Here, as in Kimbrough, it was improper for the investigating officer to display only photographs of a single suspect to an eyewitness. Preparation of a photographic spread containing pictures of different people is a minor burden for an investigator when measured against the potential prejudice to the accused. Moreover, the likelihood of incourt misidentification was increased by the officer's subsequent use of Workman's photograph to refresh the memory of the witness the morning of the trial, a practice condemned in Kimbrough, 444 F.2d at 10.
We hold that the procedure used to obtain the manager's pretrial photographic identification was so impermissibly suggestive that the probability of misidentification was substantial. The government did not introduce this evidence when it presented its case in chief, and the facts concerning the pretrial photographic identification were disclosed on voir dire. Ordinarily, therefore, we would remand for a hearing to determine whether clear and convincing evidence established that the incourt identification was not based on the pretrial identification. Cf. United States v. Wade, 388 U.S. 218, 239, 87 S. Ct. 1926, 18 L. Ed. 2d 1149 (1967). However, this step is unnecessary because, as we have noted, the manager's voir dire testimony established that his in-court identification was based on the improper pretrial photographic identification. Since his in-court identification did not have an independent origin, it was inadmissible.
Apart from the manager's identification, the government introduced only scant circumstantial evidence linking Workman to the crime. It is apparent, therefore, that the manager's in-court identification was not harmless beyond a reasonable doubt. See Chapman v. California, 386 U.S. 18, 24, 87 S. Ct. 824, 17 L. Ed. 2d 705 (1967). Admission of this evidence was prejudicial error which deprived Workman of due process.
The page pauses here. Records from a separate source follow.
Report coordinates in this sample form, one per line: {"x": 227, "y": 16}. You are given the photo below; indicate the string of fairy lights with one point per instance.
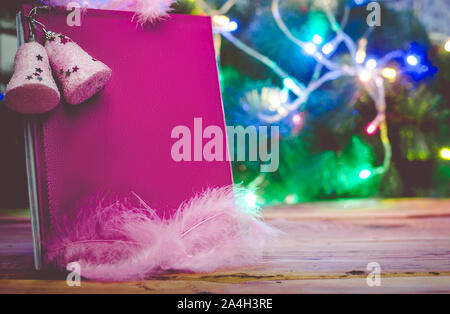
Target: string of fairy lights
{"x": 370, "y": 72}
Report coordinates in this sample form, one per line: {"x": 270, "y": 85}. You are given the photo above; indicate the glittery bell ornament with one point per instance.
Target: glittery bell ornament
{"x": 32, "y": 88}
{"x": 81, "y": 76}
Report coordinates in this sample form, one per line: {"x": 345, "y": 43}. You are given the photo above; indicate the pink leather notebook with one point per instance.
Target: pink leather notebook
{"x": 120, "y": 141}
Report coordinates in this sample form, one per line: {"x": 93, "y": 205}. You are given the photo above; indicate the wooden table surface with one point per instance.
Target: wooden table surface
{"x": 323, "y": 248}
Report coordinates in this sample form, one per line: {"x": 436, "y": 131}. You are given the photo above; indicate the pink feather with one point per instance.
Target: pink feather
{"x": 145, "y": 10}
{"x": 122, "y": 241}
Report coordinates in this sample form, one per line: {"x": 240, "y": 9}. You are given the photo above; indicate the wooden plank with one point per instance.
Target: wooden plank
{"x": 323, "y": 247}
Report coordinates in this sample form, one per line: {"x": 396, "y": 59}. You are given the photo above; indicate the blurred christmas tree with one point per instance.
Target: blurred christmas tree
{"x": 328, "y": 145}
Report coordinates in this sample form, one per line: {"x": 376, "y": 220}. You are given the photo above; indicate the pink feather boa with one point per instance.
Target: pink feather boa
{"x": 121, "y": 241}
{"x": 145, "y": 10}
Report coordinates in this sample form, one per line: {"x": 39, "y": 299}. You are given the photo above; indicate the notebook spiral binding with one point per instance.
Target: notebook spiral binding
{"x": 31, "y": 167}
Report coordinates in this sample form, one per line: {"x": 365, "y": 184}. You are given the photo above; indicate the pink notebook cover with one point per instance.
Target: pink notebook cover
{"x": 120, "y": 141}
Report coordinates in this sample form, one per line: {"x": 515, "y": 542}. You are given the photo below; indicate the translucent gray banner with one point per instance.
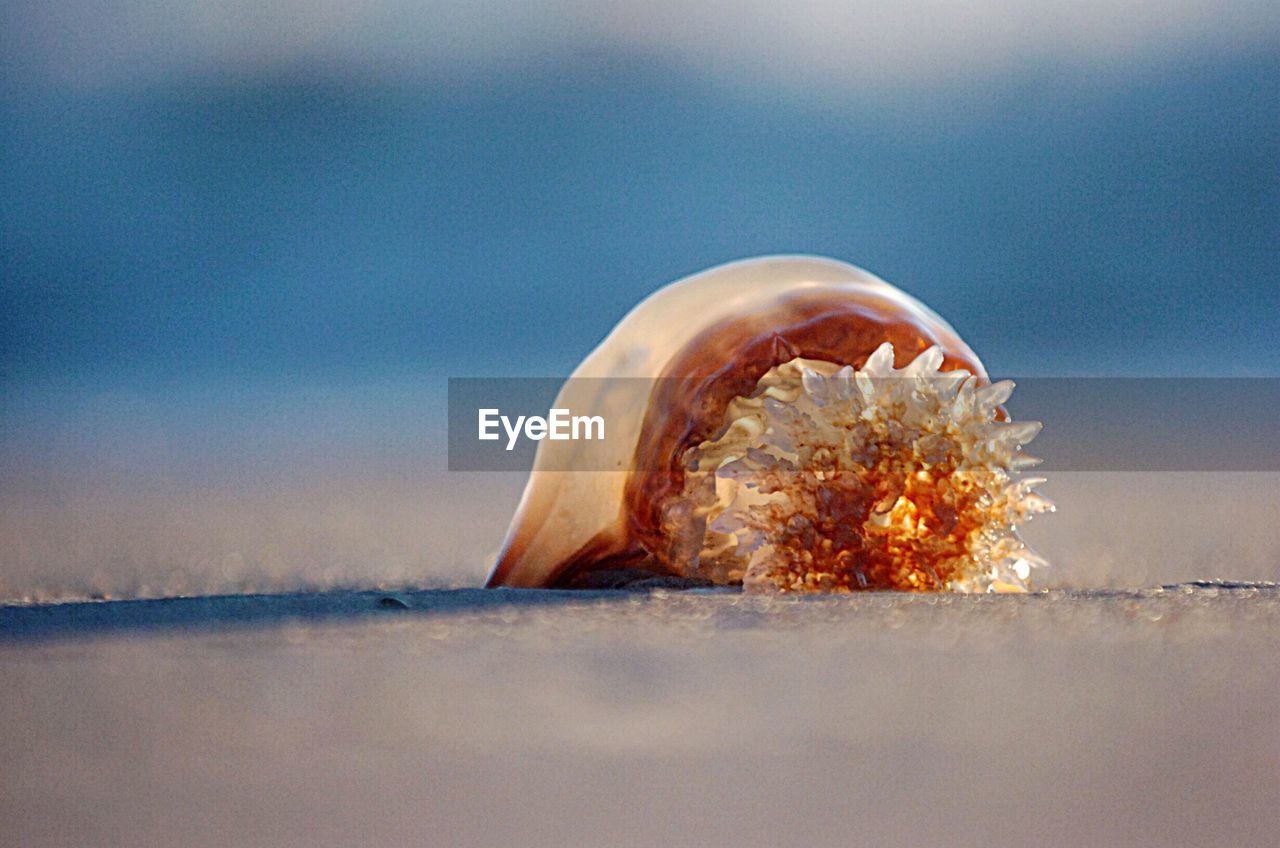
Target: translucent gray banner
{"x": 1091, "y": 424}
The only remedy adequate to rectify this error is to vacate Workman's conviction and remand the case for a new trial at which testimony of the store manager's visual2 identification of Workman will not be admitted.
Vacated and remanded.
Vacated and remanded.
1. During the voir dire hearing on the admissibility of the store manager's incourt identification of Workman, the following colloquy occurred: THE COURT: Now, is your identification of the defendant based upon that photograph that was presented to you, or is it based upon your seeing him there in your place of business? THE WITNESS: Well, it's based basically upon the photographs, because the two times he came down there we were real busy, and I think, as a matter of fact, I think one of the boys, one of the other boys in the [store] waited on him one of the two times he was there, and I did not get chance to get acquainted with the man, I didn't even know his name, and I would say my identification was based more or less on the photograph.
2. The manager also testified on voir dire that one of the purchaser's companions called him "Pearlie." Our ruling, of course, does not exclude this testimony.